MONDAY MORNING CLASSIC: (Dublin, 1997) Bombardier KD80

AllAboutBuses invites you to banish the Monday morning back-to-work blues with a spot of time travel . .

This week’s classic takes us back to the 1990s . .


The Bombardier KD-type was the classic Irish double-decker of the 1980s, and radically different from anything that had been in the fleet before, or indeed, since.

Based on an integral design with General Motors Detroit Diesel engine, Allison transmission, and body built in Shannon by Bombardier, then much lesser known in European public transport circles than it is today, 366 of these buses ran on the streets of Dublin, Cork and Limerick (with occasional forays to Waterford and Galway) from May 1981 until December 2000.

KD80, delivered towards the end of 1981, is one of the first batch of Bombardiers allocated to Summerhill Garage, replacing elderly Leyland Titan PD3s dating from 1960, including by chance RA80, which itself had replaced a prewar TD type Titan R80 at the same depot two decades earlier.

KD80 stayed at Summerhill for all of its life, and worked the haevily used Airport routes 41/41A/41B as well as the lengthy 33 and the 20B, with less frequent outings on the cross-city 16/16A, which passed from Atlantean to Olympian operation without ever wholly embracing the KD type.

KD80 was withdrawn in the late 1990s, but Summerhill was to be the last depot to operate Bombardiers in regular service (from its later batches) in December 2000, on routes including the 20B.


MONDAY MORNING CLASSIC: (London 1978) Route 140 With RTs

To kick-start July we are launching a brand new feature, helping to banish those Monday morning blues while at the same time allowing us to showcase our extensive photo archive. Each Monday morning we’ll treat you to a trip back in time with our “Monday Morning Classic”

1978, possibly January, RT2076 from HD

January 1978 at Harrow,  RT2076 on route 140

For our first Monday Morning Classic we go back 35 years to 1978, when the once massive RT fleet of London Transport was down to just a handful of routes, and with a year left to go.

The 140, which in those days ran from Heathrow Airport all the way to Mill Hill Broadway (using the eastern end of what is now the 114 routing) was still RT operated until July 1978, when it went over to RMs. These two photos was taken in  early January of that year.

Taking an RT to Heathrow from Harrow was an excellent spin, especially the section through the tunnel approaching the airport. There was also a Sunday-only variation running via Cherry Lane Cemetery which added a couple of miles and some fast running sections to the route.
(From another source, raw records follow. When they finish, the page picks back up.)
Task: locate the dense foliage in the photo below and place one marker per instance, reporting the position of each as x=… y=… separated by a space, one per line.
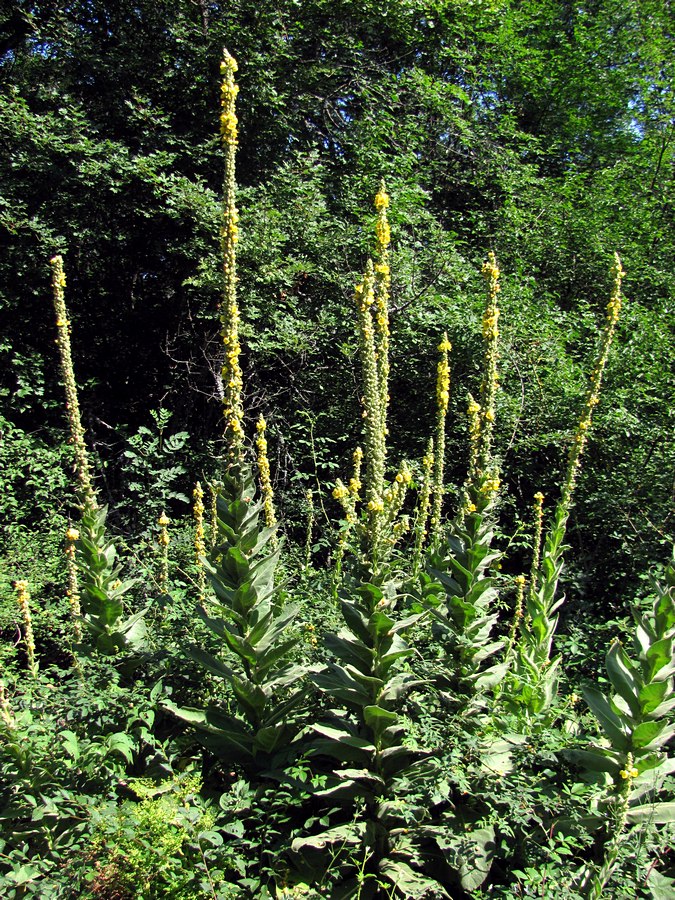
x=370 y=700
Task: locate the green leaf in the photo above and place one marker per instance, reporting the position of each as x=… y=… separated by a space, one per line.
x=619 y=669
x=378 y=718
x=612 y=724
x=652 y=813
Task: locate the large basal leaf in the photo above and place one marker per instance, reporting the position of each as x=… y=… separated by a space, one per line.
x=611 y=723
x=619 y=669
x=377 y=719
x=409 y=883
x=653 y=813
x=351 y=834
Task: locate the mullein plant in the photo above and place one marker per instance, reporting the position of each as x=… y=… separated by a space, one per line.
x=459 y=589
x=534 y=677
x=163 y=541
x=259 y=730
x=95 y=584
x=200 y=540
x=256 y=724
x=309 y=533
x=348 y=497
x=382 y=525
x=265 y=476
x=365 y=737
x=23 y=601
x=420 y=528
x=631 y=761
x=232 y=377
x=442 y=401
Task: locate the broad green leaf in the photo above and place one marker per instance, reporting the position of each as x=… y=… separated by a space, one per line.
x=652 y=813
x=620 y=671
x=611 y=723
x=378 y=718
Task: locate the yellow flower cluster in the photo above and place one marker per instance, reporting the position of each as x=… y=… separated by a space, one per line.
x=5 y=708
x=629 y=773
x=382 y=198
x=443 y=376
x=199 y=541
x=340 y=492
x=593 y=396
x=163 y=538
x=163 y=541
x=423 y=504
x=490 y=381
x=491 y=484
x=73 y=592
x=23 y=600
x=228 y=96
x=265 y=474
x=82 y=467
x=232 y=378
x=442 y=402
x=536 y=544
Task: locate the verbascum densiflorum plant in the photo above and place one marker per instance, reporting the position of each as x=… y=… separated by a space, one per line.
x=309 y=532
x=23 y=601
x=163 y=539
x=374 y=765
x=102 y=620
x=442 y=401
x=105 y=626
x=631 y=761
x=257 y=646
x=6 y=712
x=348 y=497
x=459 y=588
x=535 y=673
x=265 y=475
x=73 y=591
x=232 y=378
x=200 y=539
x=85 y=490
x=420 y=528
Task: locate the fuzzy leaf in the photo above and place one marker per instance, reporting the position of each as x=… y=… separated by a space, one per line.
x=611 y=723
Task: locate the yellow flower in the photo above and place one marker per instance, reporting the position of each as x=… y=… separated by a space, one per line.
x=339 y=491
x=381 y=199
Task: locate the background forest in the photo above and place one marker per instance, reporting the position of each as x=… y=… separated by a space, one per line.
x=541 y=131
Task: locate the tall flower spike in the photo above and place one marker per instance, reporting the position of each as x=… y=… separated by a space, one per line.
x=593 y=396
x=200 y=542
x=489 y=384
x=375 y=427
x=233 y=383
x=163 y=540
x=6 y=713
x=309 y=497
x=265 y=475
x=423 y=505
x=85 y=489
x=214 y=487
x=73 y=535
x=382 y=289
x=442 y=400
x=536 y=544
x=23 y=600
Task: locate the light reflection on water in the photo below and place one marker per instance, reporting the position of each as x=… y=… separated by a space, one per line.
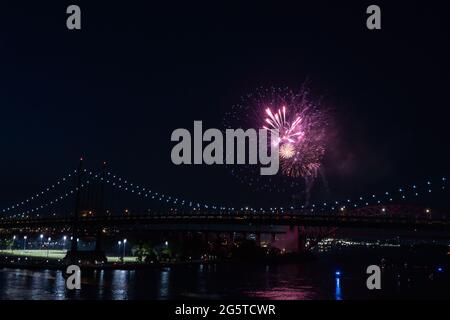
x=296 y=281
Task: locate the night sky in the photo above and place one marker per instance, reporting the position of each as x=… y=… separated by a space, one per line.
x=116 y=89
The destination displayed above is “Heathrow Airport Central” – in the days before Terminals 4 and 5 all flights could be accessed from the current T123 bus station, so terminal numbers were not needed on buses.

RT2076  (LYF14) seen in the photo above entered service in April 1951 from Thornton Heath garage, working on the lengthy 109 service from Croydon to Central London as well as the 190. It was transferred around the system a lot in its first two decades, eventually settling down in Harrow Weald (HD) in January 1967, where it remained for over a decade, finally being withdrawn from service in April 1978, just a couple of months before the 140 lost its RTs.

It survived as a trainer for a few months at Bexleyheath, and went for scrap in March 1979.

Below we see a rear view of RT4711 (NXP996)on the same route, and also taken in central Harrow, though the location has changed beyond recognition in recent years. I don’t have such a comprehensive history of this bus, but it also outlived most of the class, as by the time this picture was taken there were less than 200 of the once 4825 strong fleet still in service. The bus is looking quite grubby, as, although not seen in this shot, there was still a lot of slush around following an earlier snowfall.


The cold weather at the time is evidenced by how well wrapped up the people boarding the bus are – though perhaps this is just 1970s fashion!

Of the adverts on the bus, Portman Insurance is still going strong, but Colliver Fisher do not seem to be in the car business any more, but a firm of the same name (quite an unusual name) is still in business close to Harrow as an estate management company.

RT4711 is heading east on the 140, towards Mill Hill Broadway.